Cognition Fabric: Infrastructure for building and maintaining shared context. Think of it as distributed working memory: context graphs that persist across agent interactions, with policy controls for what gets shared and who can access it. System designers can define what “common understanding” looks like for their use case.

Cognition Engines: Two types of capability. Accelerators let agents pool insights and compound learning — one agent’s discovery becomes available to others solving related problems. Guardrails enforce compliance boundaries so shared reasoning doesn’t violate regulatory or policy constraints.

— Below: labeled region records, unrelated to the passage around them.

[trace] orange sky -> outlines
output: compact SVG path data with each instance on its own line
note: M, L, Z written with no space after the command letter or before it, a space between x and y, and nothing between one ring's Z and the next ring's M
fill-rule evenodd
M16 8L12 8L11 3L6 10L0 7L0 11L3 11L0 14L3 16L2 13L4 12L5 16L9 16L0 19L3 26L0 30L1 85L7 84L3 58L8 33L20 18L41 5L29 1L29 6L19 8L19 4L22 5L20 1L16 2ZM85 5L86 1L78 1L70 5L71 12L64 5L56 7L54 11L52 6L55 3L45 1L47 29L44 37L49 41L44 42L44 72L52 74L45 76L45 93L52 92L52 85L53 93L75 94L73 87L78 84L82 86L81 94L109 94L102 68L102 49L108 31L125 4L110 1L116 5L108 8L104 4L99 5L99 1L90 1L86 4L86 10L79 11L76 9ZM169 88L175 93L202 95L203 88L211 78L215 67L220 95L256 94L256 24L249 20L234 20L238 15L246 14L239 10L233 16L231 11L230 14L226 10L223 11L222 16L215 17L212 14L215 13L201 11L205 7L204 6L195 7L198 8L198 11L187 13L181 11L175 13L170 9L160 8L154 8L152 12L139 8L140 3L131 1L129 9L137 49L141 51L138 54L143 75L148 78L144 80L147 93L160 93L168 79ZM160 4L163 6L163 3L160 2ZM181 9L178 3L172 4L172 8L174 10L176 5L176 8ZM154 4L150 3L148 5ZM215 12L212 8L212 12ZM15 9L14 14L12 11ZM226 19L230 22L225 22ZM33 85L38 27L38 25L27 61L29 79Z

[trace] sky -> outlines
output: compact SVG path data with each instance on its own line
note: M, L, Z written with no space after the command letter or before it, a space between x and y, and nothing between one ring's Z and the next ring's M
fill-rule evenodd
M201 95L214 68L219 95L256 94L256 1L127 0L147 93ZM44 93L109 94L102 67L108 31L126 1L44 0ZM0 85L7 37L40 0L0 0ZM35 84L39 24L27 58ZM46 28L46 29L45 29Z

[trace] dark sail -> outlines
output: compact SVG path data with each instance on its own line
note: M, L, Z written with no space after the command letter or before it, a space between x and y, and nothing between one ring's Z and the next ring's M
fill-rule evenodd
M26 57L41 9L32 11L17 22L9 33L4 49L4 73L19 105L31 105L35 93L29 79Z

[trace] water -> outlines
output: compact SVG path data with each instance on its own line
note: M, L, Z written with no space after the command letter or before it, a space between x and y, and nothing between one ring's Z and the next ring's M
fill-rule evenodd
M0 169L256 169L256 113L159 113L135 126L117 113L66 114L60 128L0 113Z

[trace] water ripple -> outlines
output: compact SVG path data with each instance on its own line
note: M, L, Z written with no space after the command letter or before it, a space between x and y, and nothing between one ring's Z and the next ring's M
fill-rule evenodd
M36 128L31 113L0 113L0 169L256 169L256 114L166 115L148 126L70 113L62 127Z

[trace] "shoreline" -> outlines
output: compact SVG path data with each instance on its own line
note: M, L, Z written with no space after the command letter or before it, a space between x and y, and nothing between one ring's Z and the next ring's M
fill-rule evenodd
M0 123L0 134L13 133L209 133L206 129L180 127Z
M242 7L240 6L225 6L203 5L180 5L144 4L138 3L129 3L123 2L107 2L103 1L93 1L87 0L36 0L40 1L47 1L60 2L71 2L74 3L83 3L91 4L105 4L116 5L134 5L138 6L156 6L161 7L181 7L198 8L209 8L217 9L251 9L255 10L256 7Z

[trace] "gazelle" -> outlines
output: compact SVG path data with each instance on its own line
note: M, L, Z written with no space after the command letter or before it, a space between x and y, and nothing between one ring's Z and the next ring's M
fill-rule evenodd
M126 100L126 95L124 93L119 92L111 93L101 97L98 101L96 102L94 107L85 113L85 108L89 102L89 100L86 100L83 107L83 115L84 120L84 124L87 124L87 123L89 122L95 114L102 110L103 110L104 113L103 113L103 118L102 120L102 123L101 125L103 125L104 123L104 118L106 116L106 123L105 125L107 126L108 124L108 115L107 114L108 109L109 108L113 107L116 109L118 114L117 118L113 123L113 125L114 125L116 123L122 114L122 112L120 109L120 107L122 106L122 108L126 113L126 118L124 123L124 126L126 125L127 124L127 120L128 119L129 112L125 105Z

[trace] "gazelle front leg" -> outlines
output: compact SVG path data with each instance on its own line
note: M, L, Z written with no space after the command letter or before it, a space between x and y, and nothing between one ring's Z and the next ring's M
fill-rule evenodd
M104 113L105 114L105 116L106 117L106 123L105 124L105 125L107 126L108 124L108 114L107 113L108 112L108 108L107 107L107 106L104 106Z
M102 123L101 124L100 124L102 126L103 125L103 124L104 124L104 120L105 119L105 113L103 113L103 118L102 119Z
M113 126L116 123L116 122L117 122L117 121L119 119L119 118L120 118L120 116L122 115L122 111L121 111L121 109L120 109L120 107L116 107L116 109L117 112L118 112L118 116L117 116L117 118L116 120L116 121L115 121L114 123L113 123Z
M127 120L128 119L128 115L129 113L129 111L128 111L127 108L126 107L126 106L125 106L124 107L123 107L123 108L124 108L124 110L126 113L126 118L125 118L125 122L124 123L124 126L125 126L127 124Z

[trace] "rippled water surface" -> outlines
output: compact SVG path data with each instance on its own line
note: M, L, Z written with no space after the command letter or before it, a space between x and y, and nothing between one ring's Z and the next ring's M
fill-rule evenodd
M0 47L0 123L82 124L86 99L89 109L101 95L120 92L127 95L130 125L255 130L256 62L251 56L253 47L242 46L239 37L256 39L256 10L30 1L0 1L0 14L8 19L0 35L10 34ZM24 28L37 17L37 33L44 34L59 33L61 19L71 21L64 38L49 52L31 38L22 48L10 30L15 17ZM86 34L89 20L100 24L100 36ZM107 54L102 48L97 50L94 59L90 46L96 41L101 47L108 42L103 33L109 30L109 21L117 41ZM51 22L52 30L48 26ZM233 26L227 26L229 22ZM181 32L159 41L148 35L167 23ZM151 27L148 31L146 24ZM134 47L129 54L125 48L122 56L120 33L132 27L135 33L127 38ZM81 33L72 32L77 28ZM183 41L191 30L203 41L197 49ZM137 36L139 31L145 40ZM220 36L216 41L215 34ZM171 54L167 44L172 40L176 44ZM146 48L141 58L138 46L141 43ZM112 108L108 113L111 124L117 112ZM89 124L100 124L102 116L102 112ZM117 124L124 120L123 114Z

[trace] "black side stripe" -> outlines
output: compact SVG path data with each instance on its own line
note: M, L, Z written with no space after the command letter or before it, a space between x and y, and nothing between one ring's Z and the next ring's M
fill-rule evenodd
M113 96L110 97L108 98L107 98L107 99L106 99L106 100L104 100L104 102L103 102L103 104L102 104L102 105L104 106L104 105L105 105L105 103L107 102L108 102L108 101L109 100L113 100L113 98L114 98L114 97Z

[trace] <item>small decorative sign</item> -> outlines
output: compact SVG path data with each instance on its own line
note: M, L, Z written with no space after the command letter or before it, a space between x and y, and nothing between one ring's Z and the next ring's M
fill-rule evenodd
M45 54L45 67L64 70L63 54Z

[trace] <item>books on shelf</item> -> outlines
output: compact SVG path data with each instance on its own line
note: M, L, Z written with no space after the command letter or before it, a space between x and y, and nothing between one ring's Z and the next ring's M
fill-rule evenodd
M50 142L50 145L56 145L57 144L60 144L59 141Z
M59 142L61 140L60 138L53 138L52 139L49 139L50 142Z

Outshift positioned the framework as a call to action rather than a finished product. The company is working on implementation but emphasized that semantic agent collaboration will require industry-wide coordination — much like early internet protocols needed buy-in to become standards. Outshift is in the process of writing the code, publishing the specs and releasing research around the Internet of Cognition. It hopes to have a demo of the protocols soon.

Noah Goodman, co-founder of frontier AI company Humans& and a professor of computer science at Stanford, said during VentureBeat’s AI Impact event held in San Francisco that innovation happens when “other humans figure out which humans to pay attention to.” The same dynamic applies to agent systems: as individual agents learn, the value multiplies when other agents can identify and leverage that knowledge.

The practical question for teams deploying multi-agent systems now: Are your agents just connected, or are they actually working toward the same goal?